HAL programming - Comparison of the classic approach to control an io pin to a C++ template based solution
This Article is about HALs (Hardware Abstraction Layers), what they do, and how C++ can help implementing them. I want to showcase how C++ templates can be used, and compare this to the “classic” approach.
But first, lets think about the problems progamming for a microcontroller.
Low Level Programming Issues
When developing code for a microcontroller, one of the jobs is to access the registers in order control the state of output pins, read the state of input pins, and set the direction of i/o pins. There are several ways how microcontroller vendors can design the hardware, but the programming model is usually memory based. This means there are several memory locations mapped to the chips i/o lines - writing to the locations changes the lines state, reading from locations retrieves the lines state. There are also memory locations for configuration of the port lines - as input, as output, input with pullup - each chip has its own way how to set or clear a line.
Some microcontrollers even have special instructions for port access (older ones, e.g. Z80), or special commands useful for single bit manipulations, like the AVR chips used in most Arduinos.
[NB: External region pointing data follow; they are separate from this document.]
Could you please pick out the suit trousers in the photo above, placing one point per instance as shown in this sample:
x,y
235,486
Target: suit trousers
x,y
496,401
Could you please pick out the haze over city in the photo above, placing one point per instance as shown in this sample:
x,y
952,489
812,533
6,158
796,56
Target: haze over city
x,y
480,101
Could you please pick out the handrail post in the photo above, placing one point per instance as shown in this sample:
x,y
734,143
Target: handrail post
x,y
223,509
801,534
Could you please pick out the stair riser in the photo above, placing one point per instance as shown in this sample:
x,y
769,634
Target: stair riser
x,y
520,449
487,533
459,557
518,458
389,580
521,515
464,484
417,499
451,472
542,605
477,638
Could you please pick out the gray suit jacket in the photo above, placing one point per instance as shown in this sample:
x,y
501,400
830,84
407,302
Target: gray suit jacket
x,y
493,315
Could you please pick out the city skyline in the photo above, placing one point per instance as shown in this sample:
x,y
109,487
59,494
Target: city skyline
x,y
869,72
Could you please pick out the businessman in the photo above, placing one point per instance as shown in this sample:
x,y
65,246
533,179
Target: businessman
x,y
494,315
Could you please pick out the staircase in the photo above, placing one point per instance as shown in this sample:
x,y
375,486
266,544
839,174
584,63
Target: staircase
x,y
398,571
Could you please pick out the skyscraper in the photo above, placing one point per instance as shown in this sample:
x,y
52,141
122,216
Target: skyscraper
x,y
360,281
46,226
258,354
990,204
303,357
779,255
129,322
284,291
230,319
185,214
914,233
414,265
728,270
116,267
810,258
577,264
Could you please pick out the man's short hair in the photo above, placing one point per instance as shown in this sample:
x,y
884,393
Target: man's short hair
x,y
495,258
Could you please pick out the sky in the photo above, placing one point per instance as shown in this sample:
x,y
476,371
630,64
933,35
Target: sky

When it comes to programming, one has to learn the pecularities of the specific chip. This takes quite some time.
If one wants to program a variety of chips this time is multiplied.
The solution for this problem is, that an expert creates a library which encapsulates the gory details of port manipulation.
better call HAL
This library is sometimes called a HAL (Hardware Abstraction Layer). A HAL presents an uniform programming interface which works always the same regardless how the hardware is accessed.
The people who developed the Arduino platform have done this, and this is one of the reasons for the great success of the Arduinos. They are quite easy to program, one can create a program which blinks a LED within 10 minutes, including the installation of the development environment.
The code for an AVR based Arduino or an Expressif ESP32 is exactly the same, the HAL hides the different hardware architectures.
HAL costs
Unfortunatly there is a price, and it may be too high. This depends on on the implementation of the HAL
- the total size of the code may increase, because the HAL contains functions or implementations which are not used in the application
- the latency of i/o manipulation may be worse to “bare metal code” (this is platform specific code)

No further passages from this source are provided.